Put your Tamagotchi to bed and head to one of these upcoming ’90s-themed events.

  • ‘Jurassic Park’ Hapless humans flee fearsome dinosaurs in this CGI-pioneering thriller from 1993, when Spielberg movies could still be fun. North lawn of Jefferson Building, Library of Congress, 10 First St. SE; Thu., 8:30 p.m., free.
  • Peach Pit 90’s Dance Party DJ Matt Bailer will spin danceable hits, from Sugar Ray to Green Day. DC9, 1940 Ninth St. NW; Sat., 10:30 p.m., $5-$8.
  • All That 90s Party DJ Marco will remix ’90s tunes from a variety of genres, including pop, grunge and R&B. Union Stage, 740 Water St. SW; Sat., 10 p.m., $10-$15.
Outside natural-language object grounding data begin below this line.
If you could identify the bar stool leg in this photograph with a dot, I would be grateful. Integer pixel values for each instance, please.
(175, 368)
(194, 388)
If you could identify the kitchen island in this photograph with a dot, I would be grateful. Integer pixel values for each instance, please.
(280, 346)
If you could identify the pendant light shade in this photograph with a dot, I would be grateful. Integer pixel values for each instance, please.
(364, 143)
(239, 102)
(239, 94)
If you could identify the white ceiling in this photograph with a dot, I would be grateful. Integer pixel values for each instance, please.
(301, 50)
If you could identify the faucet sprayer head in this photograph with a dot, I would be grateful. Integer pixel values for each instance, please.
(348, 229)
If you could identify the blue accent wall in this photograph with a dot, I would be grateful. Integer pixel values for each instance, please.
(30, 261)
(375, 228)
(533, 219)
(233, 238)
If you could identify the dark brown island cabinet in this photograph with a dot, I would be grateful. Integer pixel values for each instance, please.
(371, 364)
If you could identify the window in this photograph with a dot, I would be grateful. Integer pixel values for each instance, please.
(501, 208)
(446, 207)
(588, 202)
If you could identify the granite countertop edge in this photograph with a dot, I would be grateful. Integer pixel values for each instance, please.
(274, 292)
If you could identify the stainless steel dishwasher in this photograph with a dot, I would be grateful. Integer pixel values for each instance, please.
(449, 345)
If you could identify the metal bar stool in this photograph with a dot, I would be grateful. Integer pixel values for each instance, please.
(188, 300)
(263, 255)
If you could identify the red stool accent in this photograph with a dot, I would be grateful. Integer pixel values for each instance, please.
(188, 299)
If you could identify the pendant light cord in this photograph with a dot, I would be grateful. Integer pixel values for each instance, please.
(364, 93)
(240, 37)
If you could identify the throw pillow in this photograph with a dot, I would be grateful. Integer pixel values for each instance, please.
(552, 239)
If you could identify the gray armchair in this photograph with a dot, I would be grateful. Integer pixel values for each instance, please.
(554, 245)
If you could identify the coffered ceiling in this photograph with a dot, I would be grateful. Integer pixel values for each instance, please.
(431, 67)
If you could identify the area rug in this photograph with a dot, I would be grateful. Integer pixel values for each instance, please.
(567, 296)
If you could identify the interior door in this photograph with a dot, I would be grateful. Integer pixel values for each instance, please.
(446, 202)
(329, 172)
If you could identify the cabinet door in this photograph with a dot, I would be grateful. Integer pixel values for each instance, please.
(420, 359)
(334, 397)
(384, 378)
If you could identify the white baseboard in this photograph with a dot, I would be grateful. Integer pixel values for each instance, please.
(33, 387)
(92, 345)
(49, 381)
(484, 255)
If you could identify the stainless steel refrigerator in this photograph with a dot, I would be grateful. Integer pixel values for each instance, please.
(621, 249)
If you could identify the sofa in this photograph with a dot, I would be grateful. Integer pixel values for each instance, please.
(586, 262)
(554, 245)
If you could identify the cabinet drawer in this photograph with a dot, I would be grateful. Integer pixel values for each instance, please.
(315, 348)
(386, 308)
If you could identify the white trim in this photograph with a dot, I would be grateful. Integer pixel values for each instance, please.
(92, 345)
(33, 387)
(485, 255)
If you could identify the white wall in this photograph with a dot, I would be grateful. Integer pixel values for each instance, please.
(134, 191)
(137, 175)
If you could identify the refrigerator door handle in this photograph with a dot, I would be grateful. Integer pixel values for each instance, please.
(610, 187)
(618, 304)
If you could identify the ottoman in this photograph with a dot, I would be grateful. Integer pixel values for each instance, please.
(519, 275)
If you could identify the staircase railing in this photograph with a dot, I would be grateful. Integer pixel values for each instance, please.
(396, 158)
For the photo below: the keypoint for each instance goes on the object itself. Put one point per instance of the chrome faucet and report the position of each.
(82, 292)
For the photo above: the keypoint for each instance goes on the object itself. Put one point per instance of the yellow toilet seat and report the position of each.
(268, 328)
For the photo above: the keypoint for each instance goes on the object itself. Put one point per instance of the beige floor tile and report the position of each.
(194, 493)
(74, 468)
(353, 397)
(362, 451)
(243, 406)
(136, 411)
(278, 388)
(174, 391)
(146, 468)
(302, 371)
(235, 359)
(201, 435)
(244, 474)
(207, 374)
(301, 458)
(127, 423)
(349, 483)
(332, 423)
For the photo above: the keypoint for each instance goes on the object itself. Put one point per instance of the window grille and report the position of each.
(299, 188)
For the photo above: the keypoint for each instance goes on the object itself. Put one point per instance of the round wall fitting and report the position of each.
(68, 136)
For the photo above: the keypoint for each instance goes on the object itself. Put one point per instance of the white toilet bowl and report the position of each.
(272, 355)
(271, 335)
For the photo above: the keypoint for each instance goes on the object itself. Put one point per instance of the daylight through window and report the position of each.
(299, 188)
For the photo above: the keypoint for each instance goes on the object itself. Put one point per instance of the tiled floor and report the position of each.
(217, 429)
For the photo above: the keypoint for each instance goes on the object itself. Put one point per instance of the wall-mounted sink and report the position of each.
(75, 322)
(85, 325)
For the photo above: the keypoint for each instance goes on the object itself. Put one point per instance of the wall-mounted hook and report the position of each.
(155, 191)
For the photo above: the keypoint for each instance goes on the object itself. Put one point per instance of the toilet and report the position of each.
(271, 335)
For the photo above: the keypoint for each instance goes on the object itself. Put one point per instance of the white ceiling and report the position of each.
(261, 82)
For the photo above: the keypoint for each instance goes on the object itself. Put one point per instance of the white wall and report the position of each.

  • The Smashing Pumpkins & Noel Gallagher’s High Flying Birds. Founding Pumpkins Billy Corgan, James Iha and Jimmy Chamberlin are back on the road after last year’s reunion tour. Noel Gallagher, formerly of Oasis, will open with his newish band. Merriweather Post Pavilion, 10475 Little Patuxent Parkway, Columbia, Md.; Sat., 7 p.m., $29.50-$129.50.
  • Nostalgia: The ’90s Experience Leave your scrunchie at home — no costumes allowed at this classy event, which will feature a mix of ’90s hip-hop and R&B. Saint Yves, 1220 Connecticut Ave. NW; Aug. 22, 7-11 p.m., $15-$40.
  • Grunge Fest Four tribute bands will play songs by Nirvana, Alice in Chains, Soundgarden and other flannel-clad rockers. The Fillmore, 8656 Colesville Road, Silver Spring; Aug. 23, 8 p.m., $15.50.
  • Boyz II Men This harmonizing group will prove how hard it is to say goodbye to yesterday by performing its ’90s hits as well as new cuts. The Theater at MGM National Harbor, 101 MGM National Ave., Oxon Hill, Md.; Aug. 24, 8 p.m., $53-$253.
  • White Ford Bronco D.C.’s wildly popular ’90s cover band will perform lively renditions from the era’s songbook. Gypsy Sally’s, 3401 K St. NW; Aug. 24, 9 p.m., $25.
  • No Scrubs: ’90s Dance Party DJ Will Eastman and friends spin rump-shaking hits from the likes of Bell Biv DeVoe, TLC, C+C Music Factory and 2Pac. 9:30 Club, 815 V St. NW; Aug. 30, 9 p.m., $16.

Correction: The print version of this story gave the wrong last name for Nostalgia: The 90s Experience organizer Fred Barnes. It has been corrected.